Movies

Warner Bros' Meddling Nearly Ruined Nolan's The Dark Knight

Warner Bros' Meddling Nearly Ruined Nolan's The Dark Knight
Image credit: globallookpress

Of all four Oscar-winning actors who have played a live-action Joker, Heath Ledger's may be the most iconic.

But when making The Dark Knight, Warner Bros. almost went a different direction with the character – a direction that may have ruined the movie.

The Joker never gets a proper backstory in Christopher Nolan 's The Dark Knight – and that's what makes him terrifying.

The closest fans got to a backstory was his monologues that began with, "You wanna know how I got these scars?" But the stories were always different, leaving Joker in ambiguity.

He serves as an unreliable narrator, leaving him simply as an "agent of chaos" who "just wants to watch the world burn."

According to David S. Goyer, who worked with Nolan on the film's story, said the studio almost went a different direction. They wanted to go deeper into Joker's history, allowing the Batman Begins sequel to be an origin story for the villain.

He said when they brought up the idea of making the film without an origin, it got a little pushback. "That was considered a very controversial thing," he said. "People were worried."

When Batman and the Joker first hit the big screen in 1989's groundbreaking Batman, Jack Nicholson was essentially in the lead role as Joker. It delved deep into his backstory as a gangster who by happenstance was directly tied to Bruce Wayne's traumatic youth.

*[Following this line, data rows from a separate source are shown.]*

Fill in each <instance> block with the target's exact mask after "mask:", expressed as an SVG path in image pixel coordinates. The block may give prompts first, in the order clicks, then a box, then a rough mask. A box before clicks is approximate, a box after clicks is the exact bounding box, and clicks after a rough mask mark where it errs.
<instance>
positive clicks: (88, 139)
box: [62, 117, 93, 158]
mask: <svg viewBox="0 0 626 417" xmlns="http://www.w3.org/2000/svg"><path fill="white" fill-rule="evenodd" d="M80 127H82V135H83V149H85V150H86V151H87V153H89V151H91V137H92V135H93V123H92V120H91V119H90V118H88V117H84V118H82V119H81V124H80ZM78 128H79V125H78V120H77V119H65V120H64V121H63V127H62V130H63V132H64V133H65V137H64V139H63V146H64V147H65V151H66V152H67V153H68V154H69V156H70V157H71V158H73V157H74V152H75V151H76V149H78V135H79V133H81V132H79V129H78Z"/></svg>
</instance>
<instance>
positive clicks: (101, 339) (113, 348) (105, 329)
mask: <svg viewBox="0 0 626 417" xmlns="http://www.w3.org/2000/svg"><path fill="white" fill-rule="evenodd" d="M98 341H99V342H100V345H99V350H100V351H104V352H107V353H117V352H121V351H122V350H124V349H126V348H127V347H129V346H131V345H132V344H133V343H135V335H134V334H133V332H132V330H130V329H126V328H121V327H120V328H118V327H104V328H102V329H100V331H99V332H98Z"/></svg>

Goyer and Nolan eventually got their way with The Dark Knight, and the Joker was left in perfect ambiguity. Gordon's police officers can't identify him. Batman doesn't know his motives. And fans have no idea who the man with the clown makeup really is.

Allowing him to be a virtually nameless villain perfectly fit into the themes of the movie. It was all about dark conspiracies and a complete lack of knowledge, personified by its villain.

His ambiguity also allowed fans to theorize about the origins of the Joker, with many saying he was likely ex-military.

In a movie that was already two and a half hours and filled to the brim with convoluted plot, it would have been messy trying to fit an entire villain origin story in there. On top of that, the film also essentially served as an origin story for Harvey Dent as Two-Face.

For fans of the Batman comics, this was the perfect version of the Joker. Like Ledger's version, the main continuity of the comics showcases the Joker as an ambiguous character who rarely has a backstory.

And when he does, it comes from the unreliable Joker himself, so fans never really know what to trust.